Ein Höhepunkt jeder Burgentour ist die Wartburg bei Eisenach, wo Geschichte in jedem Mauerspalt nistet. Von der heiligen Elisabeth, die im frühen 13. Jahrhundert den Armen half, bis zum Sängerkrieg, der Richard Wagner zu seiner Oper „Tannhäuser“ inspirierte – alles ist in Gemälden und Schriften dokumentiert. Dabei wollen die meisten Besucher doch nur die berühmte Studierstube sehen, in der Martin Luther von Mai 1521 bis März 1522 die Bibel übersetzte. Ein alter Schreibtisch, ein Stuhl, ein Schemel aus Walfischknochen erinnern an den Kirchenrebellen. Und was ist mit dem berühmten Tintenfleck an der Wand? Angeblich sei dieser entstanden, als Luther mit dem Tintenfass auf den Teufel zielte, der ihn bei seinem aufklärerischen Werk zu stören versuchte. Doch er ist abgetragen von Andenkenjägern, die sich von der Absperrung nicht abschrecken ließen. Vielleicht hatten die guten Geister der Burg auch einfach keine Lust mehr, ihn wieder und wieder nachzumalen.
Das Hotel auf der Wartburg ist leider bis auf Weiteres geschlossen, die Möblierung im Burg-Restaurant recht karg, auch die Esel, die Kinder einst nach oben trugen, wurden abgeschafft. Dafür gibt es einen Pendelservice, der genau da stoppt, wo der Blick aufs Burgmotiv besonders malerisch ist.

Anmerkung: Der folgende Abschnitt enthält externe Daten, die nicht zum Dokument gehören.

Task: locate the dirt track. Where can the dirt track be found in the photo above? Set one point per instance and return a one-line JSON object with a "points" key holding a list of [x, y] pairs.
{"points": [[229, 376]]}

Im Vergleich zur Wartburg ist die Burgruine Hanstein ein Geheimtipp. Ritter Clemens von der Eichsfelder Ritterschaft wartet schon am Eingangstor, perfekt kostümiert mit Tunika, Geldkatze am Gürtel und Schwert in der Hand. Er steht für all die Burgliebhaber, die nicht tatenlos zusehen mochten, wie die Geschichte des Landes verfiel. Ein Verein rettete die Ruine. Seit 1990 befindet sich die Burg im Besitz der Gemeinde Eichsfeld.
Stolz führt Clemens die Besucher über das Areal, das einst Kulisse für den Historienfilm „Der Medicus“ war. Er stapft über die hölzerne Brücke in den Burghof, zeigt den Festsaal, wo heute wieder Paare getraut werden, und schwärmt von den Festen auf der Burg. Heute ist es still auf Hanstein. In einem Seitenturm krächzt tatsächlich ein Rabe, der Blick geht weit übers Land, und fast könnte man ins Träumen geraten: von Burgfräulein, edlen Rittern, von Festgelagen und Minnesang.